A year ago this morning Mr Pearson, in his own words, "entered the history books for a few seconds" when he became the only British victim of the Tokyo subway attack. Just after 8am on 20 March 1995, he was commuting from his family's apartment in western Tokyo to the offices of Westpac Banking Corporation, the Australian company where he is chief manager. After one stop, people in his carriage started coughing. Mr Pearson noticed "a faint sweet, plastic kind of smell".

The train was crowded and at the next station he had to step off to make way for disembarking passengers. "It was then that I realised that something was wrong. They were carrying an old man off the carriage in front and laying him on the platform. He was lying there with his arms and legs convulsing, and there were people all around him sitting on the floor looking very unwell."

The old man died soon after, one of 12 victims of the most bizarre terrorist attacks in Japan's history. Half an hour before, 10 members of the Aum Shinri Kyo cult had boarded five separate trains, carrying plastic bags filled with the liquid form of sarin nerve gas. Travelling in pairs, they punctured the bags with sharpened umbrellas, before jumping off.

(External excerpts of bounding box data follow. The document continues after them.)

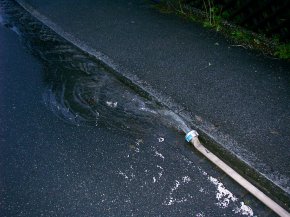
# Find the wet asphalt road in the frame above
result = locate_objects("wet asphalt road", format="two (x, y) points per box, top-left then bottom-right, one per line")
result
(0, 2), (274, 216)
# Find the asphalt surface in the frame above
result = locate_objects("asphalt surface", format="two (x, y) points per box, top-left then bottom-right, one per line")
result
(14, 0), (290, 201)
(0, 8), (275, 216)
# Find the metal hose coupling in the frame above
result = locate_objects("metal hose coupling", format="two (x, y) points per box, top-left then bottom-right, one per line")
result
(185, 130), (198, 142)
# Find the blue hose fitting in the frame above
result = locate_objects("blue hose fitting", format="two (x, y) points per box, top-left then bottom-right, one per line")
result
(185, 130), (198, 142)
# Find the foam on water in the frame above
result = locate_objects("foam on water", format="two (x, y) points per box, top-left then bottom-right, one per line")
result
(1, 0), (190, 136)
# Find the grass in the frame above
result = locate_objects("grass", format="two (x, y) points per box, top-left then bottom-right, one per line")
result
(155, 0), (290, 61)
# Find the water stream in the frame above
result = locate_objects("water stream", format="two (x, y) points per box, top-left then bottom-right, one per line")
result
(1, 2), (193, 136)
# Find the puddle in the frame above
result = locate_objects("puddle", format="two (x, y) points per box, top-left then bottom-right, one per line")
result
(0, 2), (193, 136)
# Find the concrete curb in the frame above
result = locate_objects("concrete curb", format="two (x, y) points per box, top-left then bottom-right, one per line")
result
(16, 0), (290, 210)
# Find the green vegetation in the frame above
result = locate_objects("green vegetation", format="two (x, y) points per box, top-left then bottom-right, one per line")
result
(274, 43), (290, 59)
(155, 0), (290, 60)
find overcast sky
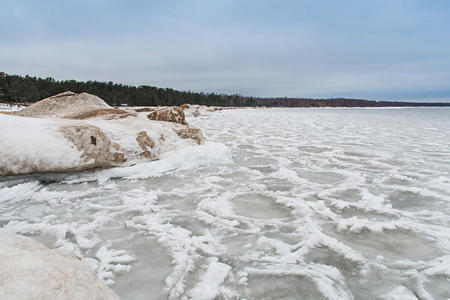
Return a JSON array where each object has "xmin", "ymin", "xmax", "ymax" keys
[{"xmin": 0, "ymin": 0, "xmax": 450, "ymax": 101}]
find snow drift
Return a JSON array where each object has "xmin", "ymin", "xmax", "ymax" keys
[
  {"xmin": 0, "ymin": 92, "xmax": 204, "ymax": 175},
  {"xmin": 0, "ymin": 233, "xmax": 119, "ymax": 300}
]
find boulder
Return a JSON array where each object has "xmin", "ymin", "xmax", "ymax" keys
[
  {"xmin": 0, "ymin": 232, "xmax": 119, "ymax": 300},
  {"xmin": 147, "ymin": 106, "xmax": 187, "ymax": 125}
]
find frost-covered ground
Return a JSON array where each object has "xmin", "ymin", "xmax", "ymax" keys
[{"xmin": 0, "ymin": 108, "xmax": 450, "ymax": 299}]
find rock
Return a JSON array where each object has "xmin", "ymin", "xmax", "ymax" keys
[
  {"xmin": 147, "ymin": 106, "xmax": 187, "ymax": 125},
  {"xmin": 175, "ymin": 125, "xmax": 205, "ymax": 145},
  {"xmin": 0, "ymin": 232, "xmax": 119, "ymax": 300},
  {"xmin": 135, "ymin": 107, "xmax": 155, "ymax": 112},
  {"xmin": 13, "ymin": 91, "xmax": 132, "ymax": 120}
]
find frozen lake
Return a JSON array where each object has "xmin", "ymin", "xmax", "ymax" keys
[{"xmin": 0, "ymin": 108, "xmax": 450, "ymax": 300}]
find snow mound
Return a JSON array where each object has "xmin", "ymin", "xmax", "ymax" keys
[
  {"xmin": 0, "ymin": 233, "xmax": 119, "ymax": 299},
  {"xmin": 13, "ymin": 91, "xmax": 130, "ymax": 119}
]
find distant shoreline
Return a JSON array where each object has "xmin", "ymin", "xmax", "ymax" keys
[{"xmin": 0, "ymin": 72, "xmax": 450, "ymax": 108}]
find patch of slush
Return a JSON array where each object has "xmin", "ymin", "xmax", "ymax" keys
[{"xmin": 0, "ymin": 108, "xmax": 450, "ymax": 299}]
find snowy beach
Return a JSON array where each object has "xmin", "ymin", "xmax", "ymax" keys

The cult's leader, Shoko Asahara, who finally goes on trial next month, had for years been predicting an apocalypse and acquiring chemical and biological weapon ingredients with the aim of hurrying the end along. Apart from the 12 dead, 5,500 people were poisoned by the sarin. Three remain unconscious, and will probably never wake up.

Mr Pearson was lucky. Somehow he struggled into a cab and made it to the office. His colleagues took him to hospital.

Within two weeks, he returned to work. But a month after the attack, he woke up in the night, trembling and hyperventilating. The panic attacks came every couple of weeks. According to Kanzo Nakano, a psychiatrist, 20 per cent of the sarin victims still suffer from headaches, fatigue, dizziness, nightmares, claustrophobia, flashbacks, depression and suicidal thoughts.

"Even last month, three new patients came forward for the first time," says Dr Nakano. "The long-term after-effects are immense, like a bottomless pit."